Das Europäische Parlament hat am heutigen Mittwoch für das Gesetz zur Wiederherstellung der Natur gestimmt. 336 Abgeordnete stimmten für das Gesetz, 300 dagegen, weitere 13 Abgeordnete enthielten sich.
Damit hat das Naturwiederherstellungsgesetz das Parlament passiert, und die Verhandlungen mit den Mitgliedsstaaten und der EU-Kommission im sogenannten Trilog können beginnen.
Mit dem Abstimmungsergebnis unterstützen die Parlamentarier:innen den Gesetzesvorschlag der Kommission, wonach bis 2030 auf mindestens 20 Prozent aller Land- und Meeresflächen in der EU Renaturierungsmaßnahmen erfolgen sollen.
Dass die Abstimmung erfolgreich verlaufen würde, war keineswegs ausgemacht. Wochenlang hatten vor allem konservative Abgeordnete gegen das Gesetz Stimmung gemacht.
Selbst vor Falschaussagen schreckten Politiker:innen der christdemokratischen EVP-Fraktion nicht zurück. Das Gesetz bedrohe die Ernährungssicherheit, warnten die EVP-Abgeordneten. Fachleute wiesen das zurück und führten Studien an, die zeigen, dass Naturschutz auch dem ländlichen Raum zugutekommt.
Dennoch stiegen die Konservativen Ende Mai aus den Verhandlungen im EU-Parlament aus und stimmten im zuständigen Umweltausschuss für eine Ablehnung des Gesetzes. Die notwendige Mehrheit für den Gesetzesvorschlag kam nicht zusammen. Und so schlug der Ausschuss dem Parlament eine Ablehnung des Gesetzes vor.
Doch die Abgeordneten entschieden sich heute mit knapper Mehrheit anders. Das Gesetz kann also kommen.
Säule des Green Deal
"Die Annahme des Gesetzes ist auch ein Erfolg unserer Gesellschaft", sagte der sozialdemokratische Abgeordnete César Luena, der im Parlament als sogenannter Berichterstatter für den Gesetzentwurf verantwortlich war.
In den vergangenen Wochen hatten sich Umwelt- und Klimaaktivist:innen für das Gesetz starkgemacht.
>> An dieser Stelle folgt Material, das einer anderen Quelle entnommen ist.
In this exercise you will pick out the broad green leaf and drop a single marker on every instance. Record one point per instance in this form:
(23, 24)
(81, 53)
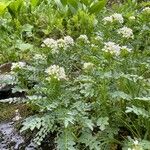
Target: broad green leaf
(102, 122)
(98, 6)
(138, 111)
(65, 141)
(34, 3)
(3, 6)
(14, 7)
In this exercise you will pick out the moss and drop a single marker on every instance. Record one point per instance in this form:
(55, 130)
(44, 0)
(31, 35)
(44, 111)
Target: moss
(7, 111)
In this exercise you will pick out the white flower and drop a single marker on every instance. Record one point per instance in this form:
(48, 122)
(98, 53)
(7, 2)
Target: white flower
(126, 32)
(61, 43)
(132, 17)
(114, 17)
(146, 9)
(118, 17)
(69, 40)
(18, 65)
(39, 57)
(126, 48)
(136, 142)
(112, 48)
(108, 19)
(84, 38)
(51, 43)
(87, 65)
(56, 72)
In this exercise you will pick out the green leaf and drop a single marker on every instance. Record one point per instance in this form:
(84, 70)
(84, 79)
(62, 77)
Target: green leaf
(34, 3)
(89, 140)
(138, 111)
(3, 6)
(65, 141)
(88, 123)
(102, 122)
(15, 7)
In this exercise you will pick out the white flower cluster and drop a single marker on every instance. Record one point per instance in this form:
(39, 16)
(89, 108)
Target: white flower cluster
(18, 65)
(146, 9)
(87, 65)
(114, 48)
(39, 57)
(126, 32)
(51, 43)
(83, 38)
(56, 44)
(114, 17)
(56, 71)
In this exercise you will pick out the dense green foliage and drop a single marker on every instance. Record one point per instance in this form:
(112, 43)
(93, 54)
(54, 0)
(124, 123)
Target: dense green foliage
(91, 88)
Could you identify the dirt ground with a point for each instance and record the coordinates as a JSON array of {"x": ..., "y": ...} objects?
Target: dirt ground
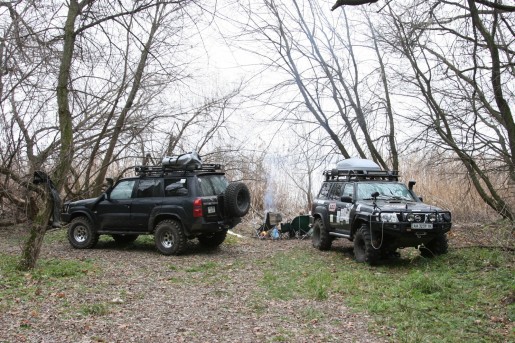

Auch Wissenschaftler:innen betonten, das Gesetz sei essenziell, um die Klima- und die Biodiversitätskrise in den Griff zu bekommen.
6.000 Forscher:innen haben mittlerweile einen offenen Brief unterschrieben, in dem sie eine Verabschiedung des Gesetzes fordern. Große Unternehmen wie Ikea und Nestlé stimmten in den Chor der Unterstützung ein.
Die Renaturierung von Ökosystemen ist eine wichtige Säule des European Green Deal, mit dem die EU bis zur Mitte des Jahrhunderts klimaneutral werden will. Auch die Forschung ist hier eindeutig: Ohne die Fähigkeit von Wäldern, Mooren, Feuchtgebieten und Grünland, CO2 im großen Stil aus der Atmosphäre aufzunehmen und zu binden, sind die Klimaziele nicht erreichbar.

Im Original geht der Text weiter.